Les rencontres avec Yann Auffray, Yves-Marie Le Lay, Morgan Large, Christophe Thomas, Raymond et Noël Pouliquen, m’ont éclairées. Je savais qu’il y avait un problème d’algues vertes en Bretagne mais je ne m’étais jamais posée la question du pourquoi et du comment. J’avais même l’impression que c’était du passé. Je suis « expatriée » à Paris depuis plus de 10 ans, je n’avais jusqu’ici pas pris connaissance du malaise et des limites de l’agriculture intensive. Il a fallu un article du journal Le Monde sur les travaux d’Inès Léraud en 2018 pour que je m’y intéresse. Et qu’enfin j’ouvre les yeux sur ce qui se passe chez moi. La Bretagne est la région la plus belle au monde. Ça ne veut pas pour autant dire que tout va bien. Après la diffusion du documentaire, j’ai été fortement étonnée par les réactions des hommes politiques bretons. Tous ont hurlé au loup, parlant d’un documentaire « à charge », « d’agribashing », ce qui est aux antipodes de ce que nous avons réalisé. Nous insistons encore et toujours dans le film sur le fait que les agriculteurs ne sont pas coupables des problèmes environnementaux en Bretagne. J’en viens à me demander si ces mêmes hommes politiques l’ont regardé. Il faut dire que nous sommes à quelques mois des élections régionales, et ce ne doit pas être le bon moment pour se mettre à dos l’agroalimentaire et les syndicats agricoles bretons. Donc pour répondre à votre question, oui une investigation sur les liens entre politique et agroalimentaire en Bretagne m’intéresserait.

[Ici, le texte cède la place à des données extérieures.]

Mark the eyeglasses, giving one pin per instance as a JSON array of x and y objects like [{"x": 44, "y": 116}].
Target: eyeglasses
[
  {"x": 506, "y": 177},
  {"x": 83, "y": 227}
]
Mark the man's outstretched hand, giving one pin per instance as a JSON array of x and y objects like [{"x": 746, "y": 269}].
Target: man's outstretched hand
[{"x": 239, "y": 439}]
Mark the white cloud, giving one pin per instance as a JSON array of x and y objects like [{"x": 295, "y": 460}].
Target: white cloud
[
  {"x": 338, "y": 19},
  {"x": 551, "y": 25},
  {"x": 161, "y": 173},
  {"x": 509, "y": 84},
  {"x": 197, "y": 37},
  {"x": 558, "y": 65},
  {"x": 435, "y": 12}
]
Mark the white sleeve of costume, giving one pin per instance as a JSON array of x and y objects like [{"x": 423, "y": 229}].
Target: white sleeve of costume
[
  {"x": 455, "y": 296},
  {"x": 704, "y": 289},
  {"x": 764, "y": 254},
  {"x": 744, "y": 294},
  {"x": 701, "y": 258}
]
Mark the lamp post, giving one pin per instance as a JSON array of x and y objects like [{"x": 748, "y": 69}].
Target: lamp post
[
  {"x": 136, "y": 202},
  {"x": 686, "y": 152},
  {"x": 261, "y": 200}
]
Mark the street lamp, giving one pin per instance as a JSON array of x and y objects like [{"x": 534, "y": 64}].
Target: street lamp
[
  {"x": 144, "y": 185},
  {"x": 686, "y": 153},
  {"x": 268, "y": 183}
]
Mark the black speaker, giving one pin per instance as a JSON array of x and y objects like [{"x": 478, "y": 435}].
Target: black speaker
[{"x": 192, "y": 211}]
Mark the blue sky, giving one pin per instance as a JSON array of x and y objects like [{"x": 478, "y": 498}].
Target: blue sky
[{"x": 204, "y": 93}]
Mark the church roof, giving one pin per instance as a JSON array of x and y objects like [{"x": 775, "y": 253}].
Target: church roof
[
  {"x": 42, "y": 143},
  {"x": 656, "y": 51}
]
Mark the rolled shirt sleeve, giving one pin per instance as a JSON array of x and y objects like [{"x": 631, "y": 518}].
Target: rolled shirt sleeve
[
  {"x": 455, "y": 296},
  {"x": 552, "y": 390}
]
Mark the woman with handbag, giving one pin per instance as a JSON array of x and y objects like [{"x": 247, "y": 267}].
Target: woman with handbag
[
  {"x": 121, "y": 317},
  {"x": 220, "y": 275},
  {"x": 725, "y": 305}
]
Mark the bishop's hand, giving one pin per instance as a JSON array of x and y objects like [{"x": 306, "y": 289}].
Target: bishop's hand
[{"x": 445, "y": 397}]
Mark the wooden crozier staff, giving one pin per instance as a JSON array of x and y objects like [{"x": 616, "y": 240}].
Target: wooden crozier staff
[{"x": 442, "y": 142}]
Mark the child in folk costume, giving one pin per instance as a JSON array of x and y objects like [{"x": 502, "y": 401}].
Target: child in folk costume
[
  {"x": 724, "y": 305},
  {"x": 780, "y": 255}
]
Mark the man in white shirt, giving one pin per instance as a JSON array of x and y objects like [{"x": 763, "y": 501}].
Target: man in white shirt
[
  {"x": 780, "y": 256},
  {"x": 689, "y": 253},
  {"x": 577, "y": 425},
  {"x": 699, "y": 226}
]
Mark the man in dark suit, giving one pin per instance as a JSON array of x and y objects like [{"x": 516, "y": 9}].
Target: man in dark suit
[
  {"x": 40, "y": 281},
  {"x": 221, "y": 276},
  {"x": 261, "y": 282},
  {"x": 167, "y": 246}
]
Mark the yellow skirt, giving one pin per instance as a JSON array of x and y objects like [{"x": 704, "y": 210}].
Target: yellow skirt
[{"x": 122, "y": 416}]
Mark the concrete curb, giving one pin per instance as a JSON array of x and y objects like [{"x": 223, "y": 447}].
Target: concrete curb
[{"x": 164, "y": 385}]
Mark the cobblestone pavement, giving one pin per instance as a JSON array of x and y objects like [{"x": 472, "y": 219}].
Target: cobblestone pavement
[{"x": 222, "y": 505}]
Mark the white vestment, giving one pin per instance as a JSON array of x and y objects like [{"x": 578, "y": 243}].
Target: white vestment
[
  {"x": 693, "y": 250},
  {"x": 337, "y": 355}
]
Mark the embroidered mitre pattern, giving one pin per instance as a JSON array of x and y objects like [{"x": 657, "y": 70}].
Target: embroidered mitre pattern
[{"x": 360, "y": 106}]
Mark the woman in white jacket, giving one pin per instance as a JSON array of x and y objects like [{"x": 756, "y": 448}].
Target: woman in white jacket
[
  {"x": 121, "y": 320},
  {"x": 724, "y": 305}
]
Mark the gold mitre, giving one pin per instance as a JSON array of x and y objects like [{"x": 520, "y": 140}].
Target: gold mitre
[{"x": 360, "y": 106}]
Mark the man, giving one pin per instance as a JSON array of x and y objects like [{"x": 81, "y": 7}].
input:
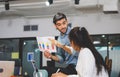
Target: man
[{"x": 63, "y": 54}]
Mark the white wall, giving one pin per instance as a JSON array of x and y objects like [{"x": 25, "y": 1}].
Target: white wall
[{"x": 96, "y": 23}]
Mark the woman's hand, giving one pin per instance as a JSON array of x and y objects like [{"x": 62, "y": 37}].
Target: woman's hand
[
  {"x": 59, "y": 75},
  {"x": 47, "y": 54}
]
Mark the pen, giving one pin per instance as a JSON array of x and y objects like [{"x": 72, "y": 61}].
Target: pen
[{"x": 58, "y": 70}]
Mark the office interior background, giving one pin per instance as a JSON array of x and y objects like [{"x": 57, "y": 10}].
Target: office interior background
[{"x": 22, "y": 21}]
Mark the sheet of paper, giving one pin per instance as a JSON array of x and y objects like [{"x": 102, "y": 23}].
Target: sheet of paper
[{"x": 45, "y": 44}]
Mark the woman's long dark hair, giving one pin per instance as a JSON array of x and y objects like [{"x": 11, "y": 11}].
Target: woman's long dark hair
[{"x": 81, "y": 38}]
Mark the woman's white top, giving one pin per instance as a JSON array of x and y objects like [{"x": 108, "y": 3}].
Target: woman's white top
[{"x": 86, "y": 66}]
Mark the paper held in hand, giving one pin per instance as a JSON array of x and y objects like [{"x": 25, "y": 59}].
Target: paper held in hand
[{"x": 45, "y": 44}]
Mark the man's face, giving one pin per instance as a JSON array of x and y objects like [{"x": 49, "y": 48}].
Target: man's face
[{"x": 61, "y": 25}]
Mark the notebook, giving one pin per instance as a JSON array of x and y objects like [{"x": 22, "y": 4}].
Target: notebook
[{"x": 8, "y": 68}]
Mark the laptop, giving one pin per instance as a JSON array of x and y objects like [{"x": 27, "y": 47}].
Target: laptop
[{"x": 7, "y": 68}]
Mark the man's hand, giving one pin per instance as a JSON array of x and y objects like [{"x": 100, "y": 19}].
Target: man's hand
[{"x": 47, "y": 54}]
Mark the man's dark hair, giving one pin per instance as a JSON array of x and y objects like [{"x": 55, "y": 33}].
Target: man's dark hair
[{"x": 58, "y": 17}]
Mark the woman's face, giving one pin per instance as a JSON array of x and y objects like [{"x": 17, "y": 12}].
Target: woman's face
[
  {"x": 75, "y": 47},
  {"x": 62, "y": 25}
]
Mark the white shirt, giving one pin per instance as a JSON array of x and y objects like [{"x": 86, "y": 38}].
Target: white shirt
[{"x": 86, "y": 66}]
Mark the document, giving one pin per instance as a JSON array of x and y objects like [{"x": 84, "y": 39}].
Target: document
[{"x": 45, "y": 44}]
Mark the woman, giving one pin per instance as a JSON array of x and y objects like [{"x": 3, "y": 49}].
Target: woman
[{"x": 90, "y": 63}]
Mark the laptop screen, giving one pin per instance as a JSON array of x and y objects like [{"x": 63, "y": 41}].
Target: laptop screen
[{"x": 7, "y": 68}]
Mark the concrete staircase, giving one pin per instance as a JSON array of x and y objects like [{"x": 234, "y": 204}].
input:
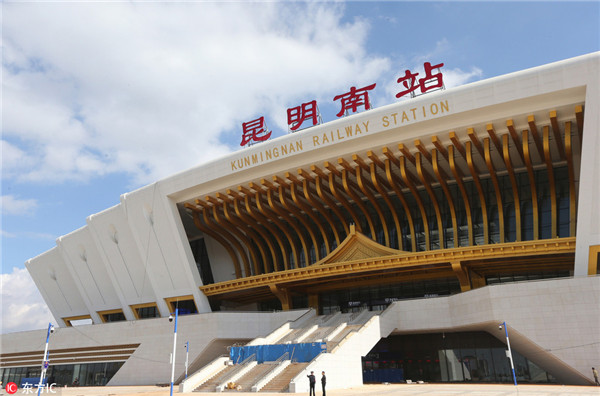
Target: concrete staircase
[
  {"x": 281, "y": 383},
  {"x": 348, "y": 337},
  {"x": 210, "y": 385},
  {"x": 251, "y": 377}
]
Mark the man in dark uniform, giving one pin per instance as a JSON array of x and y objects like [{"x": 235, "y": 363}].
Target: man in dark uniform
[{"x": 311, "y": 382}]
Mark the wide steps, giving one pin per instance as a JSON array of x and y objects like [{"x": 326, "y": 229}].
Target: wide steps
[
  {"x": 211, "y": 384},
  {"x": 251, "y": 377},
  {"x": 281, "y": 382},
  {"x": 339, "y": 337}
]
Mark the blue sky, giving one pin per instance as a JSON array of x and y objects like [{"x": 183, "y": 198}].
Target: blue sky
[{"x": 102, "y": 98}]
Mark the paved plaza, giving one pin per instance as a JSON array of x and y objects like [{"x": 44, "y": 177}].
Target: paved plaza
[{"x": 366, "y": 390}]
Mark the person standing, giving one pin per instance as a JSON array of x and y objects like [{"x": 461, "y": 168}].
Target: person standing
[{"x": 311, "y": 382}]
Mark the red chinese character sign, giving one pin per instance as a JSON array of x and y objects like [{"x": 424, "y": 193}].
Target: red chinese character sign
[
  {"x": 429, "y": 82},
  {"x": 356, "y": 97},
  {"x": 305, "y": 112},
  {"x": 255, "y": 131}
]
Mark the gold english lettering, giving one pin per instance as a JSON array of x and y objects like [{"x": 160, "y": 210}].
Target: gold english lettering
[{"x": 444, "y": 105}]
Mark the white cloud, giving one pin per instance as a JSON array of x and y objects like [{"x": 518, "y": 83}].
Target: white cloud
[
  {"x": 154, "y": 88},
  {"x": 12, "y": 205},
  {"x": 22, "y": 308}
]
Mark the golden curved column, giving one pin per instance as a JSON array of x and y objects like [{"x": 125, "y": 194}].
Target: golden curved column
[
  {"x": 474, "y": 174},
  {"x": 275, "y": 207},
  {"x": 395, "y": 184},
  {"x": 308, "y": 194},
  {"x": 243, "y": 220},
  {"x": 536, "y": 136},
  {"x": 442, "y": 180},
  {"x": 206, "y": 230},
  {"x": 322, "y": 193},
  {"x": 335, "y": 189},
  {"x": 378, "y": 185},
  {"x": 490, "y": 165},
  {"x": 436, "y": 206},
  {"x": 515, "y": 137},
  {"x": 350, "y": 187},
  {"x": 246, "y": 254},
  {"x": 463, "y": 191},
  {"x": 290, "y": 208},
  {"x": 531, "y": 175},
  {"x": 268, "y": 214},
  {"x": 258, "y": 217},
  {"x": 513, "y": 182},
  {"x": 297, "y": 198},
  {"x": 406, "y": 178},
  {"x": 550, "y": 168},
  {"x": 557, "y": 137},
  {"x": 571, "y": 169},
  {"x": 240, "y": 228}
]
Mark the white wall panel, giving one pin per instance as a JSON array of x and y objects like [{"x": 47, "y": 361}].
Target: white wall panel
[
  {"x": 112, "y": 234},
  {"x": 89, "y": 272},
  {"x": 54, "y": 281}
]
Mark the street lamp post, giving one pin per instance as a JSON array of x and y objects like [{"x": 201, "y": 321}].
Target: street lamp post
[
  {"x": 45, "y": 360},
  {"x": 174, "y": 346},
  {"x": 187, "y": 349},
  {"x": 509, "y": 352}
]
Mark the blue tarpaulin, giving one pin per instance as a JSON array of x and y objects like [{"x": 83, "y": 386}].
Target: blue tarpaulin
[{"x": 302, "y": 353}]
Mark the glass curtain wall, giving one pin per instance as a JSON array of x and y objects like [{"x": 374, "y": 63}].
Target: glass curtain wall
[{"x": 447, "y": 357}]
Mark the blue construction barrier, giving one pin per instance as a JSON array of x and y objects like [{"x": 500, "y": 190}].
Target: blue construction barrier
[{"x": 301, "y": 353}]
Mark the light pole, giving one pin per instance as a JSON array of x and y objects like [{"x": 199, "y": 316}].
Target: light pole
[
  {"x": 509, "y": 353},
  {"x": 174, "y": 346},
  {"x": 45, "y": 361},
  {"x": 187, "y": 350}
]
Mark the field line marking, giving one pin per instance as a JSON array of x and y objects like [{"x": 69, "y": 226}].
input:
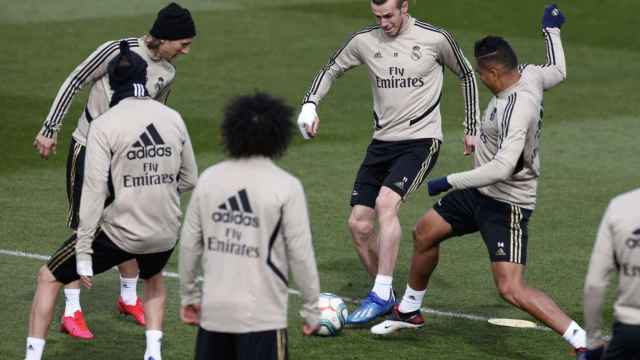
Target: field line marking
[{"x": 173, "y": 275}]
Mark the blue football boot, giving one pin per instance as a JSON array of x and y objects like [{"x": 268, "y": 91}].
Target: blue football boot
[{"x": 371, "y": 308}]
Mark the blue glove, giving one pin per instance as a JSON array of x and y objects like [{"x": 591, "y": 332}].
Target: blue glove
[
  {"x": 552, "y": 17},
  {"x": 437, "y": 186}
]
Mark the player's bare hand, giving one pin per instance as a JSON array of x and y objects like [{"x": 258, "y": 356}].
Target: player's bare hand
[
  {"x": 45, "y": 146},
  {"x": 312, "y": 129},
  {"x": 86, "y": 281},
  {"x": 308, "y": 121},
  {"x": 308, "y": 330},
  {"x": 469, "y": 144},
  {"x": 190, "y": 314}
]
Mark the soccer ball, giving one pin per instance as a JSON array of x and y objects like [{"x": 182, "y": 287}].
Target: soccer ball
[{"x": 333, "y": 314}]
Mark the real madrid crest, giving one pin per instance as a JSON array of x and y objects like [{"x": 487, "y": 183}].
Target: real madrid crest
[{"x": 415, "y": 53}]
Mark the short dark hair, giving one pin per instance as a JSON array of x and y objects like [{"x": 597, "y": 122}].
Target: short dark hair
[
  {"x": 494, "y": 49},
  {"x": 382, "y": 2},
  {"x": 256, "y": 125}
]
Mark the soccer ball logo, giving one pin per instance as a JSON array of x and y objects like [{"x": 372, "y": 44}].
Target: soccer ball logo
[{"x": 333, "y": 314}]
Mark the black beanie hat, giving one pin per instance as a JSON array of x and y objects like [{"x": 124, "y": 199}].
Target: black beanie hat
[
  {"x": 173, "y": 22},
  {"x": 127, "y": 74}
]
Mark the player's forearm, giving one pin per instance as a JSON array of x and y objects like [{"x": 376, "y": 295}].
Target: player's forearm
[
  {"x": 188, "y": 170},
  {"x": 60, "y": 106},
  {"x": 555, "y": 69},
  {"x": 306, "y": 277},
  {"x": 91, "y": 208},
  {"x": 190, "y": 257},
  {"x": 490, "y": 173},
  {"x": 321, "y": 84},
  {"x": 593, "y": 304},
  {"x": 471, "y": 103}
]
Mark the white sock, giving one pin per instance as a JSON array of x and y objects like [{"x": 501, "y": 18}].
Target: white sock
[
  {"x": 382, "y": 286},
  {"x": 154, "y": 342},
  {"x": 71, "y": 301},
  {"x": 411, "y": 300},
  {"x": 35, "y": 347},
  {"x": 128, "y": 291},
  {"x": 575, "y": 335}
]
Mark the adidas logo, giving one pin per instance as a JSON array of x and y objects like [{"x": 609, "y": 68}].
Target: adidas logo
[
  {"x": 236, "y": 210},
  {"x": 149, "y": 145}
]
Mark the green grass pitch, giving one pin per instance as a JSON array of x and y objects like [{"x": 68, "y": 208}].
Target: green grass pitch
[{"x": 589, "y": 154}]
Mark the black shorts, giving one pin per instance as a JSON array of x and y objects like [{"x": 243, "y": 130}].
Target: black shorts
[
  {"x": 625, "y": 342},
  {"x": 75, "y": 173},
  {"x": 399, "y": 165},
  {"x": 262, "y": 345},
  {"x": 106, "y": 255},
  {"x": 503, "y": 226}
]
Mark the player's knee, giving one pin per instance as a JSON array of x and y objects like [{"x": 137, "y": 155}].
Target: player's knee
[
  {"x": 422, "y": 242},
  {"x": 387, "y": 203},
  {"x": 361, "y": 227},
  {"x": 510, "y": 292},
  {"x": 45, "y": 275}
]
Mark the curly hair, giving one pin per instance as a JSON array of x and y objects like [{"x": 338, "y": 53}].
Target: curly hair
[
  {"x": 256, "y": 125},
  {"x": 497, "y": 50}
]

  • Vous soulignez dans votre reportage que le rôle des pouvoirs publics est très important dans la gestion de cette pollution, mais aussi la société dans son ensemble : on se sent toutes et tous concernés. A ce titre, quel rôle pensez-vous que les bibliothèques peuvent jouer dans la protection de l’environnement ?

Les bibliothèques ont un rôle d’information et d’éducation à jouer. Information pour les adultes, en mettant en avant des enquêtes environnementales fouillées. Éducation pour les enfants, en les incitant à mieux respecter (que nous) notre bien commun : la terre. Je mise tout sur la génération suivante !

  • Voudriez-vous partager avec nous un coup de cœur pour un document ayant ou pas un lien avec les algues vertes, et qui serait selon vous d’utilité publique qu’on ait à la bibliothèque? (Nous avons la BD D’inès Léraud et Pierre Van Hove,  et l’achat du livre d’Yves Marie Le Lay est en cours). Un film ? Un roman ? Un livre pour les enfants ?

Le livre Toxic Bayer de Martin Boudot. Il a rencontré des employés de Bayer, des militants et des personnes qui se disent victimes des agissements de l’entreprise. Incroyable de cynisme quand on sait que la firme vend des pesticides cancérigènes dont le célèbre Round Up et à l’inverse, des traitements contre le cancer.